To clarify title, here's my code. It's not working--I'm sure it's wrong. But I don't know if I'm close or far away from the answer. I have an "Any" option that I want to reveal everything in my database as opposed to the selected option which would only reveal specific rows. I'm not sure how to display the former. Thanks!
$Interest = $_GET['interestId'];
$sql = "SELECT * from User WHERE (Interest1 = '$Interest' OR Interest2 = '$Interest' OR Interest3 = '$Interest' OR $Interest = 'Any Interest');";
$result = mysqli_query($link, $sql);
$resultCheck = mysqli_num_rows($result);
if ($resultCheck > 0) {
while ($row = mysqli_fetch_assoc($result)) {
echo "<p>";
echo Name . ": ";
echo $row['Fname'] . " ";
echo $row['Lname'] . "<br><br>";
echo Interests . ": ";
echo $row['Interest1'] . ", ";
echo $row['Interest2'] . ", ";
echo $row['Interest3'] . "<br><br>";
echo Website . ": ";
echo $row['Website'] . "<br><br>";
echo Personal_Statement . ": <br><br>";
echo $row['PersonalStatement'] . "<br><br>";
echo Contact . ": ";
echo $row['Phone'] . "<br>";
echo $row['Email'];
echo "</p>";
}
} else {
echo "<h2>Drat!</h2> There's currently no one with the interest of $Interest!";
}
Now it doesn't return anything for any selection.
So if $Interest is "Any" then there should be no filter at all? You can put that logic in the query. For example, consider something like this:
SELECT *
FROM User
WHERE
(Interest1 = '$Interest' OR Interest2 = '$Interest' OR Interest3 = '$Interest')
OR '$Interest' = 'Any'
Under this logic that last OR will match every record if the variable has the string "Any". So you're basically saying "if the record matches the input, OR if the input is Any".
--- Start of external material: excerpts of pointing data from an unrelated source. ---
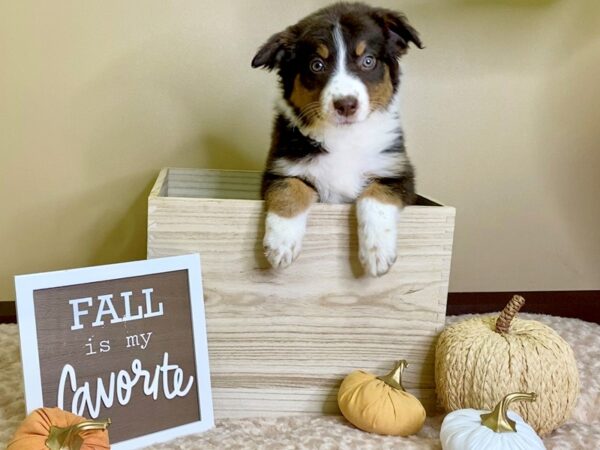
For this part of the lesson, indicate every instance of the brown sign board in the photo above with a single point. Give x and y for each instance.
(125, 342)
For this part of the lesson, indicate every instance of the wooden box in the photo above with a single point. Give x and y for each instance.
(280, 342)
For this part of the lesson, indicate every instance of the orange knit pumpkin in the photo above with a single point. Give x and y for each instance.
(68, 431)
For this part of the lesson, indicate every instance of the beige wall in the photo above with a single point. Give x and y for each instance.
(501, 113)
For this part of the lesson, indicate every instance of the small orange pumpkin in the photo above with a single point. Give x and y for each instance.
(56, 429)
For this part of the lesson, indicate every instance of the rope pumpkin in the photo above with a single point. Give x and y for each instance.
(56, 429)
(480, 360)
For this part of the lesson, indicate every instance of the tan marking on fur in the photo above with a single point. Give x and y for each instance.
(323, 51)
(383, 194)
(305, 99)
(360, 48)
(380, 94)
(289, 197)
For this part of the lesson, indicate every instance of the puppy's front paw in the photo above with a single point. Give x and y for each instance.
(376, 235)
(283, 239)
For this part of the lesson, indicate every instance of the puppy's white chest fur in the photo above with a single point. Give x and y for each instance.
(354, 154)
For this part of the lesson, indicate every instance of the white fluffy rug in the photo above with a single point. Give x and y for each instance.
(306, 432)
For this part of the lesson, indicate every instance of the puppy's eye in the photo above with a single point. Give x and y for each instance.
(368, 62)
(317, 65)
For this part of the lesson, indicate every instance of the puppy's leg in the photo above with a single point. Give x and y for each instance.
(377, 210)
(288, 201)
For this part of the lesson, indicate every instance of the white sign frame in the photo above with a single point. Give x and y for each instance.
(27, 284)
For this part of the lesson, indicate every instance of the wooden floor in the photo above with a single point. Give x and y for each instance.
(584, 305)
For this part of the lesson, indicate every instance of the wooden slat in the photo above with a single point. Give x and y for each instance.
(280, 342)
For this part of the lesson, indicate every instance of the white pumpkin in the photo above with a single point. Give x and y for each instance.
(500, 429)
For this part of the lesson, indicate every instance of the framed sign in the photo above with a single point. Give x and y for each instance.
(123, 341)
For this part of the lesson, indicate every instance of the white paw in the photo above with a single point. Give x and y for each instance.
(376, 235)
(283, 239)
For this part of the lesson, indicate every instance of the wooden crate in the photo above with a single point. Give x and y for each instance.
(281, 341)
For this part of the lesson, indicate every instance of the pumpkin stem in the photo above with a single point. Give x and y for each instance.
(68, 438)
(394, 378)
(497, 420)
(508, 314)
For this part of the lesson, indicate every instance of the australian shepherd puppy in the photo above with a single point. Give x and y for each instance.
(337, 136)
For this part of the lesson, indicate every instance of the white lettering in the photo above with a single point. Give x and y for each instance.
(123, 384)
(106, 307)
(77, 313)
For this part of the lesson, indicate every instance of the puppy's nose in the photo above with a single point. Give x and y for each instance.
(346, 106)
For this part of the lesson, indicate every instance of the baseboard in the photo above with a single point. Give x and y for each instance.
(584, 305)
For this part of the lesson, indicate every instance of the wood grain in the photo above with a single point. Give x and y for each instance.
(280, 342)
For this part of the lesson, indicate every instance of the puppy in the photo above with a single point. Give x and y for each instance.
(337, 136)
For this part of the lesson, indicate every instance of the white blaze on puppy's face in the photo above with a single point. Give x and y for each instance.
(343, 84)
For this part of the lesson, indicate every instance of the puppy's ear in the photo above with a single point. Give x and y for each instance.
(400, 32)
(271, 53)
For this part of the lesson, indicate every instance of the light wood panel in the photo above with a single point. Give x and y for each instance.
(281, 341)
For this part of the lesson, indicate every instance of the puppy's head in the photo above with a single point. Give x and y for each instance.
(340, 63)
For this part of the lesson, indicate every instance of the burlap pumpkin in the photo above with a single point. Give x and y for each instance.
(480, 360)
(56, 429)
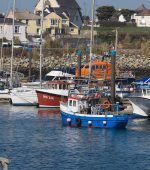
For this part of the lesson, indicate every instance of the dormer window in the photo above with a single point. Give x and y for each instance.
(54, 22)
(74, 103)
(1, 29)
(17, 29)
(70, 102)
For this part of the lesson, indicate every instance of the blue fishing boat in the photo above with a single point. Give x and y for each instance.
(82, 111)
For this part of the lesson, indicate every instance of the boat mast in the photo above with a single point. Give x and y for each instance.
(91, 41)
(12, 45)
(113, 69)
(41, 43)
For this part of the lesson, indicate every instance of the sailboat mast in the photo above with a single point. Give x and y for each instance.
(12, 45)
(116, 40)
(91, 40)
(41, 43)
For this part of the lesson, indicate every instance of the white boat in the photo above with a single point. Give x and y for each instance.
(23, 96)
(140, 100)
(4, 93)
(141, 103)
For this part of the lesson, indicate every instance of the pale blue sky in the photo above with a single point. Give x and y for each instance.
(5, 5)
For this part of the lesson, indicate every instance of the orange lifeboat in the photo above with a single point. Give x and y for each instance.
(100, 70)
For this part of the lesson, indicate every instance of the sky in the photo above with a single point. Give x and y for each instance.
(85, 5)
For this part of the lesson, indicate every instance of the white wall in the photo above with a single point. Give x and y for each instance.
(8, 33)
(78, 21)
(142, 21)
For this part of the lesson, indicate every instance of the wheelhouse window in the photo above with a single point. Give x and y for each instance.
(71, 29)
(70, 102)
(74, 103)
(54, 22)
(17, 29)
(27, 21)
(38, 31)
(1, 29)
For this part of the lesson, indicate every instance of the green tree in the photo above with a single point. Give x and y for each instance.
(104, 13)
(127, 13)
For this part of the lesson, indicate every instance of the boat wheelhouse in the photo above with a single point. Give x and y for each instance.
(81, 111)
(55, 92)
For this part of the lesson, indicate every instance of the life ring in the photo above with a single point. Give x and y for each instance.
(78, 122)
(106, 104)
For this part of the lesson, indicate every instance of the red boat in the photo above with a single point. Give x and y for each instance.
(56, 91)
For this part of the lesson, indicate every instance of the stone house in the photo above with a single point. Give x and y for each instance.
(6, 29)
(142, 16)
(61, 16)
(31, 20)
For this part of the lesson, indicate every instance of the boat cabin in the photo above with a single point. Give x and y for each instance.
(60, 85)
(100, 70)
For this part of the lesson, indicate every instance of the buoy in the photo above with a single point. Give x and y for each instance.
(78, 122)
(106, 104)
(90, 123)
(104, 123)
(69, 121)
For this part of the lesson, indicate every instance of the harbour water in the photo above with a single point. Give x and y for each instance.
(34, 139)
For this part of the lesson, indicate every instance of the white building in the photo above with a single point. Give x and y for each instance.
(121, 18)
(6, 29)
(70, 7)
(142, 16)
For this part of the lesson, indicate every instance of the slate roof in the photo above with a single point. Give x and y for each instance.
(71, 6)
(141, 8)
(26, 15)
(9, 21)
(145, 12)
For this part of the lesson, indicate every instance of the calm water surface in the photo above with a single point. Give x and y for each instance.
(34, 139)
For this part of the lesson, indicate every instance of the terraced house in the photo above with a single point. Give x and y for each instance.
(6, 29)
(60, 16)
(31, 20)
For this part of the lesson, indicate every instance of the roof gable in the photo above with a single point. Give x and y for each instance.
(9, 21)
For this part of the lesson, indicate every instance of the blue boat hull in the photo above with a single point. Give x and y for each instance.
(113, 121)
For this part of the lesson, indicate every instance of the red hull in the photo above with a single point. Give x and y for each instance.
(49, 100)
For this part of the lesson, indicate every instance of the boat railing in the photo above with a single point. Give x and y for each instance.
(103, 108)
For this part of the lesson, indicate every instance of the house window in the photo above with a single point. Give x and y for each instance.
(70, 102)
(38, 22)
(54, 22)
(77, 18)
(71, 29)
(1, 29)
(74, 103)
(63, 21)
(17, 29)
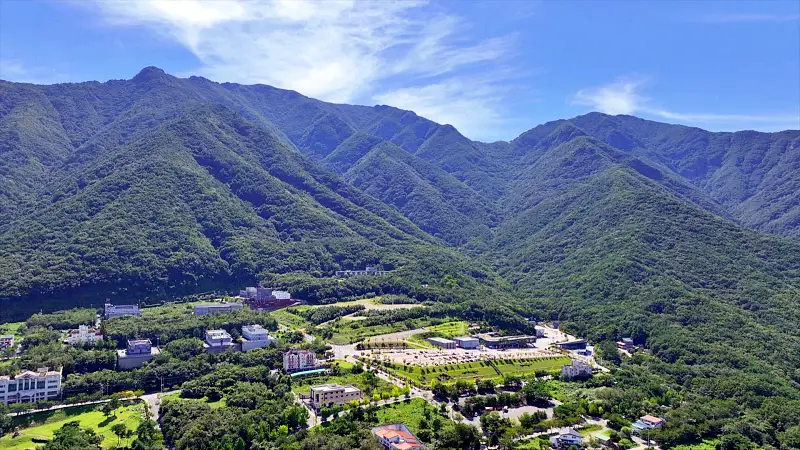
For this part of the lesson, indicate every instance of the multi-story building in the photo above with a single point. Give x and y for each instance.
(255, 336)
(296, 360)
(30, 387)
(442, 342)
(467, 342)
(494, 340)
(625, 344)
(647, 423)
(112, 311)
(567, 439)
(576, 369)
(6, 341)
(138, 352)
(217, 341)
(333, 394)
(369, 270)
(216, 308)
(82, 335)
(397, 437)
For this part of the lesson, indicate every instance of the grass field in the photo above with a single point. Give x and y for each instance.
(448, 373)
(451, 329)
(303, 385)
(45, 424)
(408, 413)
(475, 370)
(529, 366)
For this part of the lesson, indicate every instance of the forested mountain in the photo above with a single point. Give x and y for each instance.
(158, 186)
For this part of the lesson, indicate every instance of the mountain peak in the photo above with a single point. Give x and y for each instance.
(149, 73)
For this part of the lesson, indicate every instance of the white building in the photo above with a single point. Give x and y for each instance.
(369, 270)
(333, 394)
(112, 311)
(138, 352)
(467, 342)
(568, 439)
(296, 360)
(442, 342)
(216, 308)
(576, 369)
(82, 335)
(255, 336)
(217, 341)
(30, 387)
(646, 423)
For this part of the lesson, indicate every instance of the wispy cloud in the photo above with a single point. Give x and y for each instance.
(341, 51)
(725, 18)
(624, 96)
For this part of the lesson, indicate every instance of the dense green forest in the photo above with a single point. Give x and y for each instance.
(157, 187)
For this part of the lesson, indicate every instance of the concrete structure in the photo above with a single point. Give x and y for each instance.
(218, 341)
(467, 342)
(625, 344)
(369, 270)
(647, 423)
(216, 308)
(6, 341)
(442, 342)
(30, 387)
(138, 352)
(494, 340)
(333, 394)
(112, 311)
(397, 437)
(82, 335)
(578, 344)
(255, 336)
(297, 360)
(576, 369)
(567, 439)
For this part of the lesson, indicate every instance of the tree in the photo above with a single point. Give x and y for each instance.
(120, 430)
(72, 437)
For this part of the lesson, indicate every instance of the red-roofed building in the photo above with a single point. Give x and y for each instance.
(397, 437)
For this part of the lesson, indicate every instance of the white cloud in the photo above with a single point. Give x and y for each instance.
(623, 97)
(469, 105)
(723, 18)
(332, 50)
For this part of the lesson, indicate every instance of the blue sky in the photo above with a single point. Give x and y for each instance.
(492, 69)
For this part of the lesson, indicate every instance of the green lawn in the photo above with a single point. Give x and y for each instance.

Also, and this is important, your code is wide open to SQL injection. What that means is that you blindly execute any code your users send you. This answer demonstrates the logic of a solution, but there is more you need to do. Start by learning what SQL injection is here, and some quick information about how to meaningfully prevent it here.